In contrast to this, subject on the manufacturer’s requests, some of the cold forging features could be disadvantages. For example, only simple shapes in high volumes can be moulded. As a result, if the client is looking for a precise modified component, then hot forging would be better suited. Furthermore, another disadvantage of cold forging is that cold forged metals are less malleable which makes them useless for certain structures. Also, residual stress may arise as a result of the grain structure that provides the material its strength.

Extrusion & Pultrusion

Pultrusion is less known than extrusion as a moulding process. Both the processes are alike as they both allow countless lengths of a set and a fixed shape to be produced. The major difference between the two is that extrusion can be used for other materials such as: thermoplastics, aluminium and wood compounds, while pultrusion is used in producing compounds that use long threads of fibre as support.
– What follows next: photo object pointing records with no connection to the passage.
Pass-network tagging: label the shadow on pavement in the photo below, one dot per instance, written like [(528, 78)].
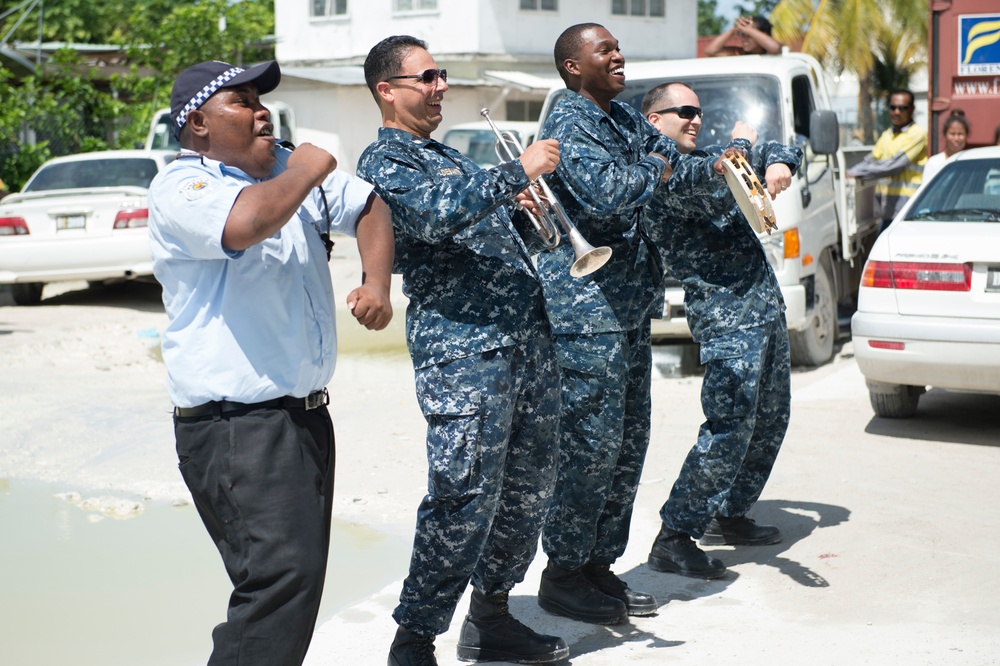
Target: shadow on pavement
[(594, 638), (946, 416), (133, 294)]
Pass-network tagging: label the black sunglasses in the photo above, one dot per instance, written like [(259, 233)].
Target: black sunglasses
[(428, 76), (687, 112)]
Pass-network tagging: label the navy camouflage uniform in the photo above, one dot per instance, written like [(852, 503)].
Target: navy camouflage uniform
[(486, 377), (736, 312), (600, 323)]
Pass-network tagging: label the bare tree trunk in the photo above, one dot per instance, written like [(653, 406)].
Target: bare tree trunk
[(866, 117)]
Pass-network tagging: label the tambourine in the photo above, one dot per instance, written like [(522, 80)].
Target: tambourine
[(752, 197)]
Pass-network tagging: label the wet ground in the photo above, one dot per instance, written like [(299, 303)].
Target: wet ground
[(85, 588)]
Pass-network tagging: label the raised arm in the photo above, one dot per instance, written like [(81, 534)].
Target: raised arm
[(263, 208), (370, 303)]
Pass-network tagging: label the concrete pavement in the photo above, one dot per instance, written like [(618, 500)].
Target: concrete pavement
[(889, 551)]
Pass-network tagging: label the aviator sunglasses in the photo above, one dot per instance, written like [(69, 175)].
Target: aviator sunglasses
[(428, 76), (687, 112)]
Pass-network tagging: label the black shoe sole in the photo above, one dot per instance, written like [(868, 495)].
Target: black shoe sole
[(636, 610), (666, 566), (606, 618), (469, 653), (723, 540)]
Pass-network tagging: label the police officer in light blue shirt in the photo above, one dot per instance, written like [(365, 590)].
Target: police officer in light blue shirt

Pultrused plastics demonstrate an improved variety of physical properties that is an advantage to both engineering and design applications, as they give the durability of metals with the benefits of low weight and resistance to rust and corrosion. Pultrused work pieces are very durable and are very much like metals.

Although pultrusion is resourceful in its usage of materials, the process is completely mechanical and needs a frequently heated die. This endless use of electricity and heat that is needed to fuel the process makes pultrusion less energy efficient than other processes such as extrusion. Furthermore, the restricted kind of materials that can be pultrused are not often recyclable.

This could push manufacturers to choose extrusion over pultrusion.